主宰俳句
富 士 湧 水
田島 和生 主宰
渡る日や丸子の宿の蜜柑山
まむしぐさ結実赤く藪隠れ
眼白群れ早瀬へ落葉とめどなき
湧水の輪の広がり来冬山葵
また跳ねて富士湧水の冬の鮠(はや)
枇杷の咲き湧水あまくやはらかき
つやつやの茶屋の太梁とろろめし
鶺鴒のよきこゑ二つとろろめし
同人作品評(12月号) 山西 雅子
山小屋に貰ふ番の月鈴子 宮崎 明倫
秋山に登ってその美しさを満喫した夜、山小屋の主から「月鈴子」のつがいを戴いたのでしょう。山の空気を纏った虫の声は、下界に戻ってもその美しさを失わない。

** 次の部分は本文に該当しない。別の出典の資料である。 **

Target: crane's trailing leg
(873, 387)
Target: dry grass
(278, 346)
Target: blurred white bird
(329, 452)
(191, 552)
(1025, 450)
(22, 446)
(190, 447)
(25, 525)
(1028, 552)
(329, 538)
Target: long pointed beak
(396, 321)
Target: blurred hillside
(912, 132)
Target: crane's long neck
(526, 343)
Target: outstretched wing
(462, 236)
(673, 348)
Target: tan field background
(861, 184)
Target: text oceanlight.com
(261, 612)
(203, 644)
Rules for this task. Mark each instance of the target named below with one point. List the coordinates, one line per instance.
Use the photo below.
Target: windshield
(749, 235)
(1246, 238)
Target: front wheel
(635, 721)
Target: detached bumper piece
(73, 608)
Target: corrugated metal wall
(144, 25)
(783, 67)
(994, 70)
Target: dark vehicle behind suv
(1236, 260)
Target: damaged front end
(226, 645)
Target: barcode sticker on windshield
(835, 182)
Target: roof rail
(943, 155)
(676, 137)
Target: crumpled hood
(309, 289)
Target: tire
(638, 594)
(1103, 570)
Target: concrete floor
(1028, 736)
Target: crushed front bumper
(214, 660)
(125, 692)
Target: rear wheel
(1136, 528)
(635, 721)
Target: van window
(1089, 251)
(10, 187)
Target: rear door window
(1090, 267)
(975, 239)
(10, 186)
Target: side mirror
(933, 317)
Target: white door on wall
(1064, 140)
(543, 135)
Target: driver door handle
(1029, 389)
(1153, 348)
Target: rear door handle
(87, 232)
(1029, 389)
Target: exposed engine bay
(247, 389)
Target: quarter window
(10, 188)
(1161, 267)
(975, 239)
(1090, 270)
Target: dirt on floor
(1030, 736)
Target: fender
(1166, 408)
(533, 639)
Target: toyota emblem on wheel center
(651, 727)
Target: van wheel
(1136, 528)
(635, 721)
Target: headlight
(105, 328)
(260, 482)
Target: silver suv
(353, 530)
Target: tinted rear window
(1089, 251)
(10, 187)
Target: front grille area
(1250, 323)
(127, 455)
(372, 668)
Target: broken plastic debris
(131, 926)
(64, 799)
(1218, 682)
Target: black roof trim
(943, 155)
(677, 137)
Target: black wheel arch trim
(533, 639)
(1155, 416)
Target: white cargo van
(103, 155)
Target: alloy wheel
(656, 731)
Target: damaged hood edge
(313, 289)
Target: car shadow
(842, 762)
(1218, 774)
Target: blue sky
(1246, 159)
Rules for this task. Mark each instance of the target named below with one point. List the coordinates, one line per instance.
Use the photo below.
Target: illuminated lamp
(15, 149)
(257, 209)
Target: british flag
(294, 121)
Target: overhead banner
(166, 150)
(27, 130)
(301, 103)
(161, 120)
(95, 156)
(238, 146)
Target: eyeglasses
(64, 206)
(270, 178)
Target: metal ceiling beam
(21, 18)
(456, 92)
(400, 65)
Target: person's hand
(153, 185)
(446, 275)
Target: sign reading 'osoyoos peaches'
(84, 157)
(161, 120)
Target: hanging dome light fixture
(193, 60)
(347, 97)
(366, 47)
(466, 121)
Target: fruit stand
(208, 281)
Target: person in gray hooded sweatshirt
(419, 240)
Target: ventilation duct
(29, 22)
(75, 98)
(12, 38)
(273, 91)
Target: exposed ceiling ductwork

あこがれを抱きます。
紅 頬 集 秀句・佳句 田島 和生 主宰
報恩講茶渋を洗ふ割烹着 宮崎 惠美
報恩講は、浄土真宗の開祖親鸞の忌日法要だろうか。門徒の婦人が白い割烹着を着て、使った茶碗を洗っている。「茶渋」「割烹着」と具体的に詠み、風景もよく見え、大変いい。
以上、俳誌「雉」2月号より抜粋いたしました。